La décision ATOM, rendue par le Conseil d'Etat en assemblée le 16 février 2009 a pour considérant de principe : « Considérant qu'il appartient au juge du fond, saisi d'une contestation portant sur une sanction que l'administration inflige à un administré, de prendre une décision qui se substitue à celle de l'administration et, le cas échéant, de faire application d'une loi nouvelle plus douce entrée en vigueur entre la date à laquelle l'infraction a été commise et celle à laquelle il statue ; que, par suite, compte tenu des pouvoirs dont il dispose ainsi pour contrôler une sanction de cette nature, le juge se prononce sur la contestation dont il est saisi comme juge de plein contentieux ; ».



En résumé, cette décision fait passer les sanctions infligées par l'administration à un administré, autrement appelées sanctions administratives dans l'escarcelle du recours de plein juridiction (RPJ). Si ni la teneur de la décision, ni les raisons de celle-ci, les conclusions du commissaire du gouvernement en parlent longuement, ne posent réellement question (v. références doctrinales infra), il en va autrement pour son champ d'application. En effet, il faut savoir ce que sont et ce que ne sont pas les sanctions administratives au sens de l'arrêt ATOM afin de pouvoir visualiser de champ d’application de sa solution.

Pour une définition négative du champ d'application d'ATOM, il paraît évident que les sanctions disciplinaires de la fonction publique et les sanctions professionnelles, du fait de la nature particulière du lien reliant agents publics et professions règlementées à l'Administration1 et conformément à la jurisprudence antérieure2, restent en dehors du champ d'application d'ATOM. Le recours pour excès de pouvoir (REP) est donc maintenu pour ces contentieux. Mais comment qualifier ce lien ? Un lien contractuel, règlementaire ? Comment le déceler ? A quels autres catégories d'administrés s'applique-t-il ?

Une définition positive du champ d'application de la décision d'ATOM est plus délicate à élaborer et à systématiser.
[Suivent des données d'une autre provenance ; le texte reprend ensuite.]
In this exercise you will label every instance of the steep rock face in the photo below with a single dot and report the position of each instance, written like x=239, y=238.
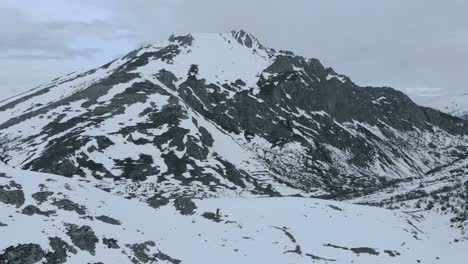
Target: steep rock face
x=221, y=230
x=211, y=114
Le passage du REP au RPJ ayant notamment pour objet de faire application de la rétroactivité in mitius, il est possible de considérer que la solution ATOM s'applique uniquement pour les litiges concernant les sanctions, infligées par l'administration à un administré, dans le champ d'application de ce principe de rétroactivité de la loi plus douce. En effet, la rétroactivité in mitius ne peut s'appliquer si la sanction infligée n'est basée sur aucun texte prévoyant les faits pouvant donner lieu à celle-ci mais seulement sur les obligations particulières auxquelles est soumise une personne en raison de l'activité qu'elle exerce, de la profession à laquelle elle appartient, ou de l'institution dont elle relève3.
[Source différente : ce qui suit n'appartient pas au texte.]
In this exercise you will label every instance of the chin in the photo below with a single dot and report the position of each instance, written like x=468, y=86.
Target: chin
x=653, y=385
Si l'on suit cette logique, la solution ATOM s'appliquerait dès lors que la sanction litigieuse repose sur un texte prévoyant les faits pouvant donner lieu à celle-ci et non uniquement sur les obligations particulières auxquelles est soumise une personne en raison de l'activité qu'elle exerce, de la profession à laquelle elle appartient, ou de l'institution dont elle relève. Cela rejoint ce qui prévaut en matière de sanction disciplinaire et de sanction professionnelle qui sont constituées par un manquement à des obligations spécifiques à ces catégories de particuliers.
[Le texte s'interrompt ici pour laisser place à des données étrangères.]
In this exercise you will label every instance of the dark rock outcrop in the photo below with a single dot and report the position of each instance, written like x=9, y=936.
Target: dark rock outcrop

Cependant, l'arrêt CAA Nancy, 18 février 2010, n° 09NC01261, annulant le jugement TA Strasbourg, 25 juin 2009, 0803184 apporte un trouble certain dans cette méthode de définition du champ d'application d'ATOM. En effet, la Cour Administrative d'Appel conserve les sanctions pénitentiaires hors du champ d'application d'ATOM, alors même qu'ainsi que le relevait le commissaire du gouvernement de la première instance Mélanie Bilocq4, les faits constitutifs d'infractions en matière pénitentiaire sont prévus par un texte (D. 249 à D. 249-4 et D. 251 à D. 251-8 du Code de procédure pénale) et classés selon leur gravité, contrairement aux sanctions disciplinaires des agents publics. Les sanctions infligées aux détenus sont donc dans le champ d'application du principe de rétroactivité in mitius et pour autant, la Cour Administrative d'Appel refuse de faire basculer ce contentieux dans le champ du RPJ (solution ATOM) et le conserve en REP. Cela rejoint les conclusions de Mattias Guyomar sous l'arrêt Petit5 qui regroupait au sein d'une même catégorie les agents publics, les élèves et les détenus et maintenait hors du champ d'application d'ATOM le contentieux des sanctions qui leur sont infligées qu'il qualifie « sanctions institutionnelles coercitives ».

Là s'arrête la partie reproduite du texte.